More concretely, if videoflip has poor performance because it doesn't support flipping e.g. RGB16, then we can add support for that to videoflip; it wouldn't even be hard. I don't know what the specific issue is here either, but I'd be very surprised if it's unsolvable.
Why is this any more the "right" way than using videoflip?
We are not doing any kind of frame flipping, but instead we are implementing buffers with negative strides. Providing stride information to GStreamer is the right way to tell about buffer stride. Using a videoflip element is an equivalent but convoluted way to do it.
Okay, I can see how DirectShow's negative stride convention maps conceptually to GStreamer's similar convention. At the same time, I have a hard time seeing a manual videoflip as wrong.
I also don't understand the bit about complexity. From a somewhat abstract level, code gets more complex and harder to work with when you add multiple _different_ interacting components. Having more of the _same_ component—in this case, adding more beads to a string of postprocessing elements—doesn't make anything harder to work with.
Of course it does, it increases the number of possible failures. Doesn't matter of the components are the same, the more you add the more complex it gets. And the worst part is that it's not components we have the source directly available, it's GStreamer components which are most often pre-built from the system distribution.
Take debugging of the current video processor pipeline for instance, you have three elements when we could have only one. The two videoconvert and videoflip are talking to each other back and forth to negotiate their caps. Decyphering the GStreamer trace to understand what is actually going on, and figure out in the end that somewhere in the middle of all these verbose traces, videoflip has decided to drop the pool it was provided by downstream element to use its own, _is_ way more complicated than it could be.
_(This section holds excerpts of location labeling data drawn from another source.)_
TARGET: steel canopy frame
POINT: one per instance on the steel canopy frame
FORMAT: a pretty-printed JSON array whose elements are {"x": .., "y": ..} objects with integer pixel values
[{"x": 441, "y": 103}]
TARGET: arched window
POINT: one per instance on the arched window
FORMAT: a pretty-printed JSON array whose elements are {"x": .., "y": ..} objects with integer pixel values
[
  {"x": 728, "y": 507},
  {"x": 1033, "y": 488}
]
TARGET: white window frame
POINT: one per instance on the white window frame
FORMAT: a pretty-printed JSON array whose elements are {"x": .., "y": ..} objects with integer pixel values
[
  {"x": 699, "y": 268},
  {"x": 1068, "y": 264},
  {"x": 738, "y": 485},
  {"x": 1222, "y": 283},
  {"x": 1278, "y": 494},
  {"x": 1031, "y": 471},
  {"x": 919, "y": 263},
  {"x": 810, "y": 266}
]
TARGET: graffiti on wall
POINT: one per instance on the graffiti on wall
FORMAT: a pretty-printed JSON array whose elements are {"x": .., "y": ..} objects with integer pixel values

I'm sorry that you had some difficulty there, but I remain unconvinced that a string of three postprocessing elements is more complex than a single postprocessing element interacting with a custom buffer pool. Speaking from experience, I would find it more difficult to maintain and debug these two interacting components, than a string of postprocessing elements.
Even with this said, I'm not conceptually opposed to the idea of using stride, but the hoops we have to jump through to do it seem excessive. I'm not convinced it's better than videoflip.
And I must be missing something, because I don't see this situation tested in test_video_processor()? I only see tests where both the input and output have the same aperture.
There's one test which is fixed with this MR (well now that I've split the last patch, there's another one which is broken then fixed), and it is about using an aperture on input and no aperture on output. It fails before this MR, it passes after.
That test has the same actual aperture on input and output, though, i.e. the same content size, or am I misreading somehow?
And I still don't understand why the format that's passed to wg_transform_set_output_format isn't the format we store as transform->output_format.